As students enter 1st grade, they continue to work on math comprehension using early structures, like the Kindergarten journal we introduced last week, but now we begin to add visual models to the mix!
Let’s recap a child’s developmental journey through problem solving:
- In the early childhood years, a child needs lots of developmentally appropriate experience interacting with real objects in a physical world.
- The physical world is captured in a quantitative picture, which young children observe and use as a springboard for mathematical conversations.
- We transition into a more structured math work mat to help young students be able to connect numbers to words and words to numbers, still using familiar situations from real life.
- The math work mat gives way to a formal math journal in Kindergarten that makes use of math comprehension skills. It provides a structure for students to explain their understanding of numbers within real world situations that will carry on throughout elementary school.
Each of the stages of development builds on the skills developed in the previous step, so it is important that students aren’t rushed through these stages. The goal is to teach students the why behind the how so they aren’t just memorizing procedures but truly understand what is happening as they solve problems.
This 1st grade year is the last stage in the Math4Littles progression, in my opinion. After this, there isn’t much scaffolding, so we really want to carefully implement all the previous stages of problem solving before we turn the students loose, because we don’t want them to start guessing and checking. In taking students on this developmental journey, we are trying to build them a solid foundation for visual models to help them to understand problem solving.
How We Used to Teach Problem Solving
When I was teaching 1st grade, I remember a strategy that we used for problem solving called the C.U.B.S. method.

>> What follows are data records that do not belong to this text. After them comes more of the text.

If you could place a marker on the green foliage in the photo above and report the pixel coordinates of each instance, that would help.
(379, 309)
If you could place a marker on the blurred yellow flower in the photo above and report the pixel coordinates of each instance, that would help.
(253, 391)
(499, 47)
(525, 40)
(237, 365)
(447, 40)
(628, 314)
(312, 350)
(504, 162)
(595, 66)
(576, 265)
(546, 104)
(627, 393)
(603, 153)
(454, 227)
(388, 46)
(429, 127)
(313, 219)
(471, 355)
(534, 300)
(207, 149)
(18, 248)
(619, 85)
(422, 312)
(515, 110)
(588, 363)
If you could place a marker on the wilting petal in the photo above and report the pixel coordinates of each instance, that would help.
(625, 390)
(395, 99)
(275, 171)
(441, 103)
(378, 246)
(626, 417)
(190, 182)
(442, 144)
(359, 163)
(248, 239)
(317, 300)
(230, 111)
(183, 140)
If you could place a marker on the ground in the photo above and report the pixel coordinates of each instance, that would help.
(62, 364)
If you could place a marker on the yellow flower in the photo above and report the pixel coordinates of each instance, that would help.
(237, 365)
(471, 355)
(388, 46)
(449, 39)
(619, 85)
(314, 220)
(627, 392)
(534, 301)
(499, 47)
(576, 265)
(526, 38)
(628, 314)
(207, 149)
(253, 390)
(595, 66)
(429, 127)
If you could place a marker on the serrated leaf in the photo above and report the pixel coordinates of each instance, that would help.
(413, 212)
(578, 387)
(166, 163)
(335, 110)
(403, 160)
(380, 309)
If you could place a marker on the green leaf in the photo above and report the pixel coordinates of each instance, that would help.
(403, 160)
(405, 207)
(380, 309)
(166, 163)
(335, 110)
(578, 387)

Each of those letters stood for a step in the problem solving process so students could remember what to do: C – circle the numbers, U – underline the word, B – box the operation, S – solve the problem. Seems like a simple process that gives kids a really great structure to start to understand what words problems are asking, right? But what I realized is that this strategy doesn’t hold up long term.
As a child was reading a part-whole addition or part-whole subtraction story, the boxing and underlining worked great. But when we got to comparison problems, it all fell apart.
“Shannon has 5 lollipop and Scott has 4 more lollipops than Shannon. How many do they have all together?”
I watched students follow that procedure with this type of problem. They circled the 4 and 5, underlined important information and put a box around the words all together, which means add because we’ve all seen the T-charts of addition/subtraction vocabulary – it says difference, it means we’re going to subtract, if you see all together, we’re going to add. But that strategy gives me 4, 5, and all together. If you go back to the question, you’ll realize the answer isn’t 9.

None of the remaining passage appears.